Hi all,
This is somewhat related to the spirit of what Markus has stated with respect to metadata being independent of the container format. A few weeks ago on this list, I requested [1] the addition of a mdRef or mdWrap child element that could appear directly under mets:amdSec, without having to use techMD, digiprovMD, sourceMD, or rightsMD. The end goal of this was to make it easier to point to external premis-as-root instances since none of the four existing children of amdSec possessed the proper semantics to address what PREMIS expresses as a whole. Understandably, as Jerry pointed out, this approach of adding elements could result in less interoperability. (Although I rather liked the mention of concepts like RDFa to address future problems.)

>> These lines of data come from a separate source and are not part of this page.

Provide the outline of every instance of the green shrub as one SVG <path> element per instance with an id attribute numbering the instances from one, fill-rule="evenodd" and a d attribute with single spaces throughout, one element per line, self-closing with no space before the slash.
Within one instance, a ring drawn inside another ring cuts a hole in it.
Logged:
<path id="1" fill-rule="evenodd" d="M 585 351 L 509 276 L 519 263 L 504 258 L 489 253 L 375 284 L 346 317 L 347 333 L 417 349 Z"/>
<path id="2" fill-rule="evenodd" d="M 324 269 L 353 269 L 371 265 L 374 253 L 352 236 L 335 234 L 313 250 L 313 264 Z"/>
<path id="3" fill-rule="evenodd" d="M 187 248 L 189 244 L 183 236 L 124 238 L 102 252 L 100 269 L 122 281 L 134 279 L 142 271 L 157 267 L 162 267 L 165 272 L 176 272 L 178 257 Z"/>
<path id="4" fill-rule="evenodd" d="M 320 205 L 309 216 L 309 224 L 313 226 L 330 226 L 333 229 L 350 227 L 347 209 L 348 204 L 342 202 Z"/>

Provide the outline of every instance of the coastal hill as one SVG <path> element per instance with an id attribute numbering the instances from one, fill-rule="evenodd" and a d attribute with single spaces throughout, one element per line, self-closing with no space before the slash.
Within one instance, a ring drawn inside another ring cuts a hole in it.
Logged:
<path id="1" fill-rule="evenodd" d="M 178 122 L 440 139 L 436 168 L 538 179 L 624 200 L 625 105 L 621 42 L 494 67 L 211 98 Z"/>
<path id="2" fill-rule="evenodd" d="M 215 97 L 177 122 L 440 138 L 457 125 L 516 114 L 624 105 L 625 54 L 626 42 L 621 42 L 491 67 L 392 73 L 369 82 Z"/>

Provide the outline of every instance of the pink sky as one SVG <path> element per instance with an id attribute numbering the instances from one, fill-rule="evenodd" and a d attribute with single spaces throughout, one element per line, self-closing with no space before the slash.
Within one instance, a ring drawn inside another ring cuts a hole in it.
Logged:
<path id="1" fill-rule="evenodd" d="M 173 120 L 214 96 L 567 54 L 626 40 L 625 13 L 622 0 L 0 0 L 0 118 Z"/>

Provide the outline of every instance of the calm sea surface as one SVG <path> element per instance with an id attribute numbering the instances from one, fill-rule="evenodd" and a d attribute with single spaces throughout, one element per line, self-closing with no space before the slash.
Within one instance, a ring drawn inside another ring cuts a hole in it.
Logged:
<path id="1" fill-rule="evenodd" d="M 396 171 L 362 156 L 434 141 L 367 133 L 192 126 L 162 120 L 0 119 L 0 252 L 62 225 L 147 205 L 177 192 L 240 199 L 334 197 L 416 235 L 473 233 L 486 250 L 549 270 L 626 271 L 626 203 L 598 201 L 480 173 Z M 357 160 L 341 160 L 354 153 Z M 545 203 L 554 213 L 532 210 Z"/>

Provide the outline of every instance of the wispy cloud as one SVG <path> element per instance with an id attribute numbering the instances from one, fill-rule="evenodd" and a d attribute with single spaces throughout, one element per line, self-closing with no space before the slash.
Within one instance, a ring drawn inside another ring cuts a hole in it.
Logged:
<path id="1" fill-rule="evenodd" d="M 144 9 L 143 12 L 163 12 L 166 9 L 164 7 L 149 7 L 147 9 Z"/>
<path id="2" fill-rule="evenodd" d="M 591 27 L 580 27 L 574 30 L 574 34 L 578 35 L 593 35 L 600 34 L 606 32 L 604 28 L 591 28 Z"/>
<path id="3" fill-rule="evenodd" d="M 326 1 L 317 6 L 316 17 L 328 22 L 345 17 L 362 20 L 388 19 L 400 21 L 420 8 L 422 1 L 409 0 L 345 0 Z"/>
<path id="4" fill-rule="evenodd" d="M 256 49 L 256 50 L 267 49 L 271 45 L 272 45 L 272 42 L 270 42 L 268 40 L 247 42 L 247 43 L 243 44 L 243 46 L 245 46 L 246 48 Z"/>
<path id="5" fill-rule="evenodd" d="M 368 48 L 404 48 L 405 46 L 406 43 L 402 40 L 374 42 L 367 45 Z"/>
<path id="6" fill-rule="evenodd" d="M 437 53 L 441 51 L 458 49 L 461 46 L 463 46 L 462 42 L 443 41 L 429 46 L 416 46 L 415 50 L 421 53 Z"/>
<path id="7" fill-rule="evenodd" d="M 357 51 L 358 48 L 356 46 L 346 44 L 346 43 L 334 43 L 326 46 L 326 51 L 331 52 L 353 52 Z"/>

At the time that Markus sent this mail, I was simultaneously working on an example instance [2] that both achieved what I was looking for, but also adhered to Rebecca's best practices document with respect to the separation of PREMIS concepts across techMD and digiprovMD. Semantically it seems to me that they are the same document with respect to PREMIS. The only difference between my instance and the one Rebecca provided in the best practices example [3] is that I'm making use of mdRef versus mdWrap. I took Rebecca's MODS, MIX, and PREMIS content verbatim (except for adding namespace and schemaLocation info) and placed them into external files. For the PREMIS content I combined everything into one premis-as-root instance, but one could opt to use the externally referenced content as object-as-root, etc., in numerous files.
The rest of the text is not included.